Two years later, Kate (Darby Camp) and Teddy (Judah Lewis) find themselves on the beaches of Mexico for Christmas, courtesy of mom’s (Kimberly Williams-Paisley) new boyfriend Bob. Kate isn’t thrilled to about a tropical Christmas but she’s even less enthused about her mom tarnishing dead dad’s memory with a new guy. That’s why she resolves to run away, which unfortunately plays right into the plans of disgraced elf Belsnickel (Julian Dennison), who uses Kate (and Bob’s son Jack) as bait to distract Santa while he makes off with the star that powers all of Santa’s Christmas magic. Big disaster. Huge. Now Santa (Kurt Russell) and Kate will be off on a sleigh-riding, time-traveling adventure while Jack (Jahzir Bruno) and Mrs. Claus (Goldie Hawn) defend Santa’s village from an onslaught of evil elves.

This movie is basically a nerf gun aimed right into the hearts of children and when it hits, it delivers a dose of holiday cheer and joy that’s undeniable. In sequel mode, this one has a little more razzle dazzle and a little less natural charm and sparkle than the first, but it’s still a good, clean, fun time for the whole family. Kurt Russell is a hot Santa who injects more than a little Elvis into the jolly old guy, donning sunglasses and swiveling his hips to belt out another show-stopping tune once again. And rather happily we see much more of Goldie Hawn, who brings her own twinkle to the mix, sweet but pro-active, not exactly the passive knitter in a rocking chair Mrs. Claus is often made out to be.

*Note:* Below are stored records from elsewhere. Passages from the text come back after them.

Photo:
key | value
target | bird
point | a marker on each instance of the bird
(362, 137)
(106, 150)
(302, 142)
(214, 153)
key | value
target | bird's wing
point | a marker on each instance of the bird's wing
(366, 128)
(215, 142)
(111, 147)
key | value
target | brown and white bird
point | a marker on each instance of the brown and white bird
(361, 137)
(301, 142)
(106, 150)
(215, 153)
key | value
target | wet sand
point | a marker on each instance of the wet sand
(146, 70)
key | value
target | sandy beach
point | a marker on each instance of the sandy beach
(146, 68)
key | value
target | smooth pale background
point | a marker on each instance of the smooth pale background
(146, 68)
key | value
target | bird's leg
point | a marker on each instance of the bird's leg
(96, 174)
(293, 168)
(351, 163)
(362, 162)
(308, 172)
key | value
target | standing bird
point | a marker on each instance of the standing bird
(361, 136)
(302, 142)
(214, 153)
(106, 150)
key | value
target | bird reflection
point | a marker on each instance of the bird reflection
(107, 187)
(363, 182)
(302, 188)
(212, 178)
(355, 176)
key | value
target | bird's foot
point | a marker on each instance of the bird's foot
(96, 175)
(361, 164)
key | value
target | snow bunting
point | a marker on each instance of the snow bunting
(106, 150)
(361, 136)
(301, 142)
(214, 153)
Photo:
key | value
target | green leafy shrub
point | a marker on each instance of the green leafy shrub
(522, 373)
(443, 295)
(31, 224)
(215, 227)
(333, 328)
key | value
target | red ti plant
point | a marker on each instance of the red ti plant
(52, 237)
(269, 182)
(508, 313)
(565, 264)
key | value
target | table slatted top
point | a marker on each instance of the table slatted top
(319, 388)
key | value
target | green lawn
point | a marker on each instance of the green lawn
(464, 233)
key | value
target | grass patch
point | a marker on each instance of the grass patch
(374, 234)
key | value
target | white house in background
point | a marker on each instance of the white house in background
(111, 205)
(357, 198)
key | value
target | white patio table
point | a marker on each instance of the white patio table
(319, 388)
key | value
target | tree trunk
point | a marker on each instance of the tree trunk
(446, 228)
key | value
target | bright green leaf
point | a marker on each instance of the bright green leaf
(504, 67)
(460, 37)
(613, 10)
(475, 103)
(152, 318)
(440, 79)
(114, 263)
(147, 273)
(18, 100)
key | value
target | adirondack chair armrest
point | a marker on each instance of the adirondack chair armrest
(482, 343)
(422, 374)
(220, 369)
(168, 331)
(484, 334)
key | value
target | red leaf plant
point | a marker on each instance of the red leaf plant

The Christmas Chronicles 2 is wonderfully, effortlessly cheerful. It has great acting and its attention to detail surpasses even the first, for a glossy look that feels, well, merry and bright. And if it is perhaps pandering and slightly disjointed, well, at least it knows its audience. The exploding gingerbread cookies, gravity gloves, dance breaks, flying jackotes ( jackal-coyote hybrids that look more like giant, extra-inbred pugs), and crossbow battles will all be very well-received by young audiences tuning in to get a second look at this Santa guy who’s so much cooler than the one at the mall. And who can blame them? He is pretty great and I count myself rather unashamedly among his fans.